Книга У подножия необъятного мира - Владимир Шапко
Шрифт:
Интервал:
Закладка:
Переглянулись мы – серыми стали. Ни слова не говоря, на выход, скорей к машине. Рванул я с места, а они всей деревней за нами. И в сапогах который – впереди. Бегут. “Мишка! Мишка! – кричат. – Куда-а?” А нас выворачивает, нас полощет. То справа кабины, то слева. Как кланяемся им, как спасибо говорим. Как прощаемся. А они – бегут. Босые. “Мишка! Мишка! – руками размахивают. – Верни-ись! Мишка!..”».
Поджигаемый воображением, всё взрывался и взрывался за столом неудержимый хохот.

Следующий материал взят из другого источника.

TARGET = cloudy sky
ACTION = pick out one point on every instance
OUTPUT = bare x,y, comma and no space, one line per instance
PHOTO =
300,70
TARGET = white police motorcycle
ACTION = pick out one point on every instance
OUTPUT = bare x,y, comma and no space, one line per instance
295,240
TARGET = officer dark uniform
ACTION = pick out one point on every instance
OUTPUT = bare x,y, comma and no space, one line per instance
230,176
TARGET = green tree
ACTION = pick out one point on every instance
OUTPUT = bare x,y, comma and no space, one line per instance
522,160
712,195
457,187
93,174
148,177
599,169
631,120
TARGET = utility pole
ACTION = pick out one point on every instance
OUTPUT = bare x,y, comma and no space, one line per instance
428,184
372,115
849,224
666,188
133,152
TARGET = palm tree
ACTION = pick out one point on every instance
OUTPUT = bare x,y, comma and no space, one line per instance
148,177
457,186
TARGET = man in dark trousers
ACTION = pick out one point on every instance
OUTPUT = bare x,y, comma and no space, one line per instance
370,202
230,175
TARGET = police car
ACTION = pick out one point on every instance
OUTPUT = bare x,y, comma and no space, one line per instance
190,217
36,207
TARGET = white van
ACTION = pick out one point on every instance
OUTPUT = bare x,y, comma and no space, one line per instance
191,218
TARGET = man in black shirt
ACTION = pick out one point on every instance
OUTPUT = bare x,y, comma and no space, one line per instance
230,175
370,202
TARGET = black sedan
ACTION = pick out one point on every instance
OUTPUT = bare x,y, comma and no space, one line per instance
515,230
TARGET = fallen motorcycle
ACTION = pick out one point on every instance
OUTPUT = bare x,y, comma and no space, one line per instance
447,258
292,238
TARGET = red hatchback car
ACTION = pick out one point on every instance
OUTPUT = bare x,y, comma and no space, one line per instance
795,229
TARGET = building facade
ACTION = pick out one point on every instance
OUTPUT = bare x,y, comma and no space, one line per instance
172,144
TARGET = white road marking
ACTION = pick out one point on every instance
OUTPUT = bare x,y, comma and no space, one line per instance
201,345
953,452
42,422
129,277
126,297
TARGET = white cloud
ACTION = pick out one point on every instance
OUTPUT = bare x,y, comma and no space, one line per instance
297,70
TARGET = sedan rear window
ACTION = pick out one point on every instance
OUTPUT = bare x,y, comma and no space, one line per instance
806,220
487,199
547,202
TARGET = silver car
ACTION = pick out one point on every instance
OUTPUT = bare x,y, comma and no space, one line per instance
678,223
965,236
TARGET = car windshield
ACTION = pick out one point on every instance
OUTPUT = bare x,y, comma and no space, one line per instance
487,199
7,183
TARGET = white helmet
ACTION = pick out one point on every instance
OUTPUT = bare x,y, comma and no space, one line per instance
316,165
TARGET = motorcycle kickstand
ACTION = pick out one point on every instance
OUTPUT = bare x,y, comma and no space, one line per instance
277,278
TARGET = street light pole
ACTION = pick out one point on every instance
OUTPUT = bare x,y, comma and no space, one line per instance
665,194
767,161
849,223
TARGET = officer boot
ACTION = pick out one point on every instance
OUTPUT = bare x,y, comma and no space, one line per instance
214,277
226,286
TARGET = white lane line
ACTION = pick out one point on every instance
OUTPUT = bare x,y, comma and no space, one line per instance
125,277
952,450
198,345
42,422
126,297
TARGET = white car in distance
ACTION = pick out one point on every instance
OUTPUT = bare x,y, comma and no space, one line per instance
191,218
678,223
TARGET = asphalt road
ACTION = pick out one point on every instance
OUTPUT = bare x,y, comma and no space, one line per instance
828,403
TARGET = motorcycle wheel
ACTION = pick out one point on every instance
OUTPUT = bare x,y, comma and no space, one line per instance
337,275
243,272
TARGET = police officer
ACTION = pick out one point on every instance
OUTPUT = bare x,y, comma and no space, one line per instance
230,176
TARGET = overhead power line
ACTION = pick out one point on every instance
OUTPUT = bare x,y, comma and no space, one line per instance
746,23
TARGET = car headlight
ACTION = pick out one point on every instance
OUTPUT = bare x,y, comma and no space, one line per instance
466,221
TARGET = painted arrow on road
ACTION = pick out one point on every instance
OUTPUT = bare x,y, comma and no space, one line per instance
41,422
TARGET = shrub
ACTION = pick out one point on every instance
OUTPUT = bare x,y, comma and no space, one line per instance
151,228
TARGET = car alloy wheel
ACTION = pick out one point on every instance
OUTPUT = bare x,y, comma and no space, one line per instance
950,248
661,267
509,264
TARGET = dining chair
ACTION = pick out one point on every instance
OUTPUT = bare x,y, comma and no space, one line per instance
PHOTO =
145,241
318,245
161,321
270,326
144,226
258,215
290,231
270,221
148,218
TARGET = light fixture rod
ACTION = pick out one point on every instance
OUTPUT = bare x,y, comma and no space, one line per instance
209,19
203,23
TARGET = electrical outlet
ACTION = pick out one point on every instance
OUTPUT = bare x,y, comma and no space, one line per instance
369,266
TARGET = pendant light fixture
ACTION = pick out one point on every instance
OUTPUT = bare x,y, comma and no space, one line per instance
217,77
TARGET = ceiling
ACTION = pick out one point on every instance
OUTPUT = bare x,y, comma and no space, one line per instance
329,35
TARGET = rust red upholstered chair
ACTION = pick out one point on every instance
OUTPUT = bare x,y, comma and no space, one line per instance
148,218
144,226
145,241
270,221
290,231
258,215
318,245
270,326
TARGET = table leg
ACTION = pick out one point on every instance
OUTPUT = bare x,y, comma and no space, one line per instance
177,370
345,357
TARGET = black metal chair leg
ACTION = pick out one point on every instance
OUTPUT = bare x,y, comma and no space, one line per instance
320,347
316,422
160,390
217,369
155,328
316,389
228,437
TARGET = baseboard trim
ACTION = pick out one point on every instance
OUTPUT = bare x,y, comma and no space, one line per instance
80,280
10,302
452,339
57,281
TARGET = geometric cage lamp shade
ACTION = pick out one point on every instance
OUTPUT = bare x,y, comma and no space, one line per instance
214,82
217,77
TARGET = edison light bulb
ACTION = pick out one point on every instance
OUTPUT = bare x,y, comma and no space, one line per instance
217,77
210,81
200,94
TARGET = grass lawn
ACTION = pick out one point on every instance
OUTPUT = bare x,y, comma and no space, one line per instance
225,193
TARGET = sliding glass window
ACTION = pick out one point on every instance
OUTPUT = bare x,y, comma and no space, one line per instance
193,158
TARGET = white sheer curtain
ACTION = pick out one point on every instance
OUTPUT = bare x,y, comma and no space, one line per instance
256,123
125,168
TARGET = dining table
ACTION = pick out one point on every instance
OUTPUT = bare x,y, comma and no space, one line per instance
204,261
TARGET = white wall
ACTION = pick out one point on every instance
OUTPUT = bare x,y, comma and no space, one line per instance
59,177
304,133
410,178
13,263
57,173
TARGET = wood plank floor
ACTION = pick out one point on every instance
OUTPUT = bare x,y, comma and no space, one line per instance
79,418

Рассказчик – как и положено хорошему рассказчику – сидел невозмутимый, лишь изредка убирал куда-то к окну короткие улыбки. Дождавшись какой-никакой успокоенности у слушателей, тихим голосом, осторожно начал подводить их к чему-то ими самими забытому, главному, ради чего и рассказывалось всё. «…Потом как ни встретимся – только и вспоминаем, только и смеёмся… И после войны… Больной уже был Сергей Григорьевич, задыхался, еле ходил… Я ему: “Чем лечат-то вас? Может, вот это попробовать вам?…” И называю средство-то. А он махнёт рукой – и: “А помнишь, Ваня, как «мишек» ели?” И смеётся опять, и смеётся… Сбегают по щекам слёзы… Да-а… Так и ушёл от меня в последний раз, – на палочку опираясь и смеясь… Ушёл в болезнь свою, в смерть… Светлый был человек… Правильный…»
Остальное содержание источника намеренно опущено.